Bloomberg has said previously, including in a major speech this summer, that rising pension and health care costs imperil progress in New York and other cities. But he painted the issue Wednesday in dramatic terms, lashing out at what he called a "fiscal straitjacket" for cities and a "labor-electoral complex that has traditionally stymied reform."
While labor leaders' job is to protect their members' interests, government officials need to protect society's future, but "the future that most elected officials worry most about is their own," he said, adding that re-election-minded officials become "prisoners to the labor contracts of yesteryear."
Bloomberg has been locked in an increasingly bitter clash with unions in recent years, during which contracts with virtually all city workers have been allowed to lapse as he pressed for employees to forgo back raises and pay more for health insurance. He says the city can't afford to do otherwise; union leaders have said he's unfairly trying to squeeze workers when the city has ended recent budget years with surpluses.

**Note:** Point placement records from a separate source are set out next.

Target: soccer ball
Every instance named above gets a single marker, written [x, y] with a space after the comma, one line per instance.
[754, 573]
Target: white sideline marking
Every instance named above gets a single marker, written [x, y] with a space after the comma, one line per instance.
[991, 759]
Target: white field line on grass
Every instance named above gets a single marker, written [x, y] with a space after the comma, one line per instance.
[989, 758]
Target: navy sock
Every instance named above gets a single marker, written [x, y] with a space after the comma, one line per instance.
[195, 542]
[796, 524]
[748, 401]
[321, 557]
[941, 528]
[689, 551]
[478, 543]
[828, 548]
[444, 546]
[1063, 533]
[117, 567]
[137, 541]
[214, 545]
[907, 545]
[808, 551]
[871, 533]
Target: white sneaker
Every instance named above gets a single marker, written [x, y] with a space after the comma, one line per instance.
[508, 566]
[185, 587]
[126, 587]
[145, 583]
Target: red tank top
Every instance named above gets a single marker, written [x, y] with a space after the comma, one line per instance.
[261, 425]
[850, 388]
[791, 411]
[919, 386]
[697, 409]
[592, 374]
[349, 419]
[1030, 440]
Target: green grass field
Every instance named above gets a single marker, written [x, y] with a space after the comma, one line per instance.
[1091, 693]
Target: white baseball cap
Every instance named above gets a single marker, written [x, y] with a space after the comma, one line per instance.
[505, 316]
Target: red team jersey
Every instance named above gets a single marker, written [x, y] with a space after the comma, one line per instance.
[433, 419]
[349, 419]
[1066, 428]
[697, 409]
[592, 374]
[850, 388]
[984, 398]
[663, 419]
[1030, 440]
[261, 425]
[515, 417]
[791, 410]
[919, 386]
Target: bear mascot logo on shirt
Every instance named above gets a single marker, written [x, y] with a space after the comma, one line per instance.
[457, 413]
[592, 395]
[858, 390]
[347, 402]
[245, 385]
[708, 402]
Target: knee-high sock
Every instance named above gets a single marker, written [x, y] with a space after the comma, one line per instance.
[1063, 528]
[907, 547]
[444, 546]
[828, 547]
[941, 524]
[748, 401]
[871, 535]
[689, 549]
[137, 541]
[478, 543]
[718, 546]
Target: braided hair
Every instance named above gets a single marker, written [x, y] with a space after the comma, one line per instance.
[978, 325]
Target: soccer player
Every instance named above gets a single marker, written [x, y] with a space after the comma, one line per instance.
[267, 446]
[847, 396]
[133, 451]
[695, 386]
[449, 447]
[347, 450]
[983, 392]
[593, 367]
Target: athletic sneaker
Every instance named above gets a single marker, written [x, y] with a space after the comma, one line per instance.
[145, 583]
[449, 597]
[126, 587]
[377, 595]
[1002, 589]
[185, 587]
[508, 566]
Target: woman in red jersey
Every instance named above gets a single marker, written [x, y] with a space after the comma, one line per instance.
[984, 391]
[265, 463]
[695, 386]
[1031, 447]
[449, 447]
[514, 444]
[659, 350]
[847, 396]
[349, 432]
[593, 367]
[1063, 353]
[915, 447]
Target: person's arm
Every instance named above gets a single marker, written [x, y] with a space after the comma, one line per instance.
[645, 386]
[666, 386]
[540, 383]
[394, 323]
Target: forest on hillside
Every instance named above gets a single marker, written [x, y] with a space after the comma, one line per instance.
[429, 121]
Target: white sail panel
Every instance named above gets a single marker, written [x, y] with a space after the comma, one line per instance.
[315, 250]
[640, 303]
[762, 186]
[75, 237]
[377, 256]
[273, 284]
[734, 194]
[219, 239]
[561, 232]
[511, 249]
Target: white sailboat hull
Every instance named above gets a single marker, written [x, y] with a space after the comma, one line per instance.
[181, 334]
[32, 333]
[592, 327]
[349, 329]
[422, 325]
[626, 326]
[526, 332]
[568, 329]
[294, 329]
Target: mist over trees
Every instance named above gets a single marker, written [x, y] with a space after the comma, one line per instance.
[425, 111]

Especially since Detroit's recent bankruptcy, mayors in many cities around the country have begun pushing to change the pensions that have long been seen as a prized — sometimes the primary — benefit of government jobs. Some have proposed replacing or reducing traditional pensions in favor of what are called defined-contribution plans, like a 401(k), at least for new employees.
Bloomberg suggests New York City employees should have a choice between the two types of plans.
In New York, the annual pension cost has risen from about $1.5 billion a year to $8.2 billion a year in 12 years, draining money that could otherwise have gone to affordable housing, tax cuts, schools or a host of other purposes, Bloomberg said. And health insurance costs have doubled since 2002, to $6.3 billion this year, he said this summer.
Bloomberg, a billionaire businessman Democrat-turned-Republican-turned-independent, leaves office Dec. 31. His successor, Democratic Mayor-elect Bill de Blasio, hasn't said what he aims to do about the expired contracts, the potentially billions of dollars in back raises that unions are seeking or the problem of pension and health costs.